If America one day collapses like the great powers that came before it, it will not be because of a foreign invasion, one economist said Thursday at a Charles Koch Institute event.
Tim Kane, chief economist for the Hudson Institute, said the cause will be much closer to home.
"The existential crisis facing America is not terrorism or barbarians at the gates," he said. "It’s our own internal stagnation."
Kane spoke about his new book, co-authored with former Council of Economic Advisers chairman Glenn Hubbard and titled Balance: The Economics of Great Powers from Ancient Rome to Modern America. The book contains eight case studies of great powers, ranging from Ottoman Turkey to post-World War II Japan, that all floundered due to economic and political stagnation, according to the authors.
For example, the inchoate Roman Empire flourished in the first century under its first emperor Augustus, who favored expansion of trade and decentralization of authority to its provinces, Kane said. Hadrian then pulled back in the second century, to the dismay of the bellicose Roman public, declining to fight for the expansion of territory and building walls.
Hadrian compensated for his drop in popularity by forgiving all Roman debts and enshrining a law that would award bonuses to the Praetorian Guard every time a new emperor assumed power. The result was the "third century crisis," a 50-year period of political instability that gave rise to 25 different Roman emperors, Kane said.
Rome’s economy tanked as Severus debased the currency and Diocletian nationalized the shipping industry, offered free bread in cities, and decreed that every Roman, including their children, must stay in the same profession, Kane said.
"Beneath every economic imbalance is a political imbalance," he said.
Kane and Hubbard develop a new measure of "economic power" in their book, factoring in the GDP per capita, economic growth, and GDP of countries relative to the United States. Europe has 73 percent of the economic power of the United States, while China has 40 percent and Japan 15 percent, according to their calculations.
However, Kane noted that U.S. economic growth is trending downward. The Congressional Budget Office projected last year under one scenario that America’s debt-to-GDP ratio would surpass its World War II-era peak of 109 percent around 2025, he added.

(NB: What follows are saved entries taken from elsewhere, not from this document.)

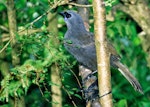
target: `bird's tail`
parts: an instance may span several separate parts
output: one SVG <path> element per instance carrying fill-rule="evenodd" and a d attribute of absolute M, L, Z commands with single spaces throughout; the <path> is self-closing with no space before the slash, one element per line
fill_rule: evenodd
<path fill-rule="evenodd" d="M 126 66 L 124 66 L 121 62 L 116 61 L 115 65 L 118 67 L 118 70 L 121 72 L 121 74 L 130 82 L 130 84 L 134 87 L 136 91 L 139 91 L 141 94 L 143 94 L 142 87 L 138 80 L 131 74 L 131 72 L 128 70 Z"/>

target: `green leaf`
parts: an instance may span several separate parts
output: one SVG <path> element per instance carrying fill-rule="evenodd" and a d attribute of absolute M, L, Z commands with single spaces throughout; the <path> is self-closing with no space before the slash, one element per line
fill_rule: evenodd
<path fill-rule="evenodd" d="M 76 96 L 77 98 L 79 98 L 80 100 L 82 100 L 82 96 L 80 96 L 79 94 L 74 94 L 74 96 Z"/>
<path fill-rule="evenodd" d="M 116 107 L 127 107 L 127 100 L 126 99 L 121 99 Z"/>

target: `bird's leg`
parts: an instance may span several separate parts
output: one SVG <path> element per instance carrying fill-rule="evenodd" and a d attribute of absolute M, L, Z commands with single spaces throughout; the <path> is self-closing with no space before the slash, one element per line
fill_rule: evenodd
<path fill-rule="evenodd" d="M 90 73 L 89 75 L 87 75 L 85 78 L 84 78 L 84 80 L 83 81 L 86 81 L 86 80 L 88 80 L 89 78 L 91 78 L 95 73 L 97 73 L 97 70 L 96 71 L 94 71 L 94 72 L 92 72 L 92 73 Z"/>

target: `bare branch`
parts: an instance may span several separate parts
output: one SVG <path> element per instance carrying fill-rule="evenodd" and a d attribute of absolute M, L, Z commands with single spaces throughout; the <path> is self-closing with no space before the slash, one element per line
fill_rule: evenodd
<path fill-rule="evenodd" d="M 92 5 L 83 5 L 83 4 L 77 4 L 77 3 L 67 3 L 69 5 L 74 5 L 74 6 L 77 6 L 77 7 L 92 7 Z"/>
<path fill-rule="evenodd" d="M 9 34 L 11 38 L 11 51 L 12 56 L 12 65 L 18 65 L 20 63 L 20 58 L 17 55 L 16 48 L 16 33 L 17 33 L 17 22 L 16 22 L 16 10 L 14 0 L 7 0 L 7 14 L 8 14 L 8 23 L 9 23 Z"/>
<path fill-rule="evenodd" d="M 98 67 L 99 96 L 102 107 L 112 107 L 110 56 L 106 38 L 106 15 L 103 0 L 93 0 L 95 45 Z"/>
<path fill-rule="evenodd" d="M 0 25 L 0 29 L 2 29 L 2 30 L 4 30 L 4 31 L 8 32 L 8 29 L 7 29 L 5 26 Z"/>
<path fill-rule="evenodd" d="M 7 48 L 7 46 L 10 44 L 11 40 L 12 40 L 12 39 L 10 39 L 10 40 L 6 43 L 6 45 L 0 50 L 0 53 L 2 53 L 2 52 Z"/>

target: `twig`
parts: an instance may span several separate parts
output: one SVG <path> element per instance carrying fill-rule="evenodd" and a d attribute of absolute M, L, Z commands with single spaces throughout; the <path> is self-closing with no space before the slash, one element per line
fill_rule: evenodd
<path fill-rule="evenodd" d="M 52 6 L 51 8 L 49 8 L 44 14 L 42 14 L 42 15 L 39 16 L 39 17 L 37 17 L 35 20 L 33 20 L 32 22 L 30 22 L 30 23 L 27 24 L 27 25 L 32 26 L 35 22 L 37 22 L 38 20 L 40 20 L 43 16 L 46 16 L 52 9 L 56 8 L 57 6 L 64 5 L 65 3 L 66 3 L 66 2 L 62 3 L 62 0 L 57 1 L 57 2 L 56 2 L 55 4 L 53 4 L 53 6 Z M 27 27 L 29 27 L 29 26 L 27 26 Z M 24 31 L 25 29 L 26 29 L 26 28 L 24 28 L 24 29 L 18 31 L 18 33 Z"/>
<path fill-rule="evenodd" d="M 49 101 L 49 99 L 45 98 L 44 93 L 43 93 L 43 91 L 42 91 L 42 89 L 41 89 L 39 83 L 37 83 L 37 86 L 38 86 L 38 88 L 39 88 L 39 90 L 40 90 L 40 93 L 41 93 L 42 97 L 43 97 L 48 103 L 51 103 L 51 102 Z"/>
<path fill-rule="evenodd" d="M 74 107 L 77 107 L 77 105 L 75 104 L 75 102 L 72 100 L 72 97 L 71 97 L 70 93 L 68 92 L 68 90 L 67 90 L 64 86 L 62 86 L 62 88 L 63 88 L 64 91 L 68 94 L 69 99 L 71 100 L 71 102 L 72 102 L 72 104 L 74 105 Z"/>
<path fill-rule="evenodd" d="M 70 66 L 69 62 L 66 61 L 66 63 Z M 70 69 L 70 71 L 71 71 L 71 73 L 74 75 L 74 77 L 76 78 L 79 87 L 82 88 L 82 85 L 81 85 L 81 83 L 80 83 L 80 81 L 79 81 L 77 75 L 76 75 L 76 74 L 74 73 L 74 71 L 72 71 L 71 69 Z"/>
<path fill-rule="evenodd" d="M 8 32 L 8 29 L 7 29 L 5 26 L 0 25 L 0 29 L 2 29 L 2 30 L 4 30 L 4 31 Z"/>
<path fill-rule="evenodd" d="M 67 3 L 67 4 L 78 6 L 78 7 L 92 7 L 92 5 L 83 5 L 83 4 L 77 4 L 77 3 Z"/>
<path fill-rule="evenodd" d="M 11 42 L 11 40 L 12 40 L 12 39 L 10 39 L 10 40 L 6 43 L 6 45 L 0 50 L 0 53 L 2 53 L 2 52 L 6 49 L 6 47 L 9 45 L 9 43 Z"/>

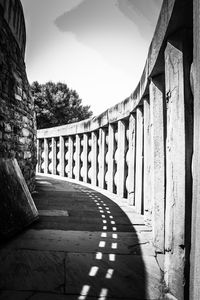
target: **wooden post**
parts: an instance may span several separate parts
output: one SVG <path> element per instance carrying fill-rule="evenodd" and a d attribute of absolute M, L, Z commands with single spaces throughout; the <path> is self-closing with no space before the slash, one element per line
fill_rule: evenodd
<path fill-rule="evenodd" d="M 49 144 L 48 139 L 44 139 L 44 173 L 48 174 L 49 168 Z"/>
<path fill-rule="evenodd" d="M 105 187 L 105 147 L 106 147 L 106 134 L 105 129 L 99 129 L 99 187 Z"/>
<path fill-rule="evenodd" d="M 108 127 L 108 190 L 114 192 L 114 126 Z"/>
<path fill-rule="evenodd" d="M 150 84 L 151 113 L 151 197 L 153 243 L 164 252 L 165 233 L 165 137 L 163 78 L 158 76 Z"/>
<path fill-rule="evenodd" d="M 68 140 L 68 177 L 73 178 L 73 155 L 74 155 L 74 142 L 72 136 Z"/>
<path fill-rule="evenodd" d="M 117 162 L 117 195 L 124 197 L 125 192 L 125 150 L 126 150 L 126 126 L 123 121 L 118 121 L 118 155 Z"/>
<path fill-rule="evenodd" d="M 135 207 L 138 213 L 143 212 L 143 112 L 136 109 L 136 175 L 135 175 Z"/>
<path fill-rule="evenodd" d="M 128 199 L 130 205 L 135 203 L 135 127 L 135 115 L 130 115 L 128 139 Z"/>
<path fill-rule="evenodd" d="M 193 200 L 192 242 L 190 256 L 190 299 L 200 298 L 200 2 L 193 0 L 193 84 L 194 84 L 194 154 L 193 154 Z"/>
<path fill-rule="evenodd" d="M 189 43 L 187 31 L 181 31 L 171 37 L 165 50 L 167 98 L 165 278 L 169 290 L 177 299 L 184 299 L 183 282 L 185 282 L 187 252 L 185 226 L 187 224 L 190 230 L 190 216 L 186 220 L 186 215 L 188 211 L 190 213 L 192 198 L 193 133 L 189 86 L 191 58 L 187 51 Z"/>
<path fill-rule="evenodd" d="M 76 166 L 76 172 L 75 172 L 75 179 L 80 180 L 80 166 L 81 166 L 81 138 L 78 134 L 76 134 L 76 158 L 75 158 L 75 166 Z"/>
<path fill-rule="evenodd" d="M 60 136 L 60 176 L 65 176 L 65 141 L 64 137 Z"/>
<path fill-rule="evenodd" d="M 56 139 L 52 138 L 51 139 L 52 143 L 52 174 L 56 175 Z"/>
<path fill-rule="evenodd" d="M 88 182 L 88 134 L 83 135 L 83 181 Z"/>
<path fill-rule="evenodd" d="M 149 99 L 144 99 L 144 215 L 145 222 L 151 223 L 151 121 Z"/>
<path fill-rule="evenodd" d="M 92 179 L 91 183 L 92 185 L 97 185 L 97 133 L 92 132 L 92 161 L 91 161 L 91 167 L 92 167 Z"/>

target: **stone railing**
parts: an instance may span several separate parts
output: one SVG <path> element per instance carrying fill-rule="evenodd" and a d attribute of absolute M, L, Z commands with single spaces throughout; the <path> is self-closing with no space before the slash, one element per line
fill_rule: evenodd
<path fill-rule="evenodd" d="M 192 1 L 164 1 L 133 94 L 98 117 L 37 132 L 39 173 L 101 187 L 144 214 L 155 253 L 165 254 L 166 291 L 177 299 L 187 294 L 188 280 L 192 22 Z"/>

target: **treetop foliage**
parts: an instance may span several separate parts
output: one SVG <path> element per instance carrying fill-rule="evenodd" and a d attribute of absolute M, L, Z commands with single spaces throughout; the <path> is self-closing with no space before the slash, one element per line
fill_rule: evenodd
<path fill-rule="evenodd" d="M 82 105 L 75 90 L 65 83 L 34 81 L 31 85 L 37 128 L 49 128 L 85 120 L 92 116 L 90 106 Z"/>

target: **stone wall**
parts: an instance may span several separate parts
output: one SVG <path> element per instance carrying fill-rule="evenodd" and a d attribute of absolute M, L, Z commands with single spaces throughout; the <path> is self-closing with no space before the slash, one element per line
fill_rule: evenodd
<path fill-rule="evenodd" d="M 34 103 L 24 63 L 25 23 L 20 1 L 0 0 L 0 156 L 15 157 L 34 189 Z"/>

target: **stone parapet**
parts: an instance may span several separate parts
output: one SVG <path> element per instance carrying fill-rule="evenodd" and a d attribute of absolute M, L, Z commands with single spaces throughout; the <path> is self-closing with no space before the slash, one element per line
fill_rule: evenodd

Kane attributed the troubling U.S. economic trends to dysfunctional institutions that he said have always imparted perverse incentives throughout history.
Campaign finance laws, beginning in the 1970s, barred candidates from coordinated campaigns with independent spending by individuals and penalized corporations and unions for political activity, Kane said.
Those changes cemented financial advantages and clout for the two main parties and actually increased polarization, he said. Politicians no longer had the incentive to work together on issues such as entitlement reform as a result, preferring to focus on short-term battles rather than long-term compromises.
Institutions and incentives matter, Kane said.
"People have become less partisan, but our two parties have become more extreme," he said. "It’s not the political parties—it’s the rules."
Although some political commentators view the recent Citizens United Supreme Court decision striking down restrictions on independent spending for political speech as an abettor to polarization, Kane said it should actually improve matters by inviting innovative ideas from outside the two major parties. He pointed to the emergence of the anti-slavery Republican Party amid the Democratic-Whig divide in the 1860s as a similar historical precedent.
Kane and Hubbard call for measures like a "bipartisan" balanced budget amendment in their book that would cap outlays each year at the level of median annual revenue collected in the seven prior years. The ultimate goal is to maintain functioning political institutions that crumbled in past empires, Kane said.
"The economy will take care of itself if you bring good politics back," he said.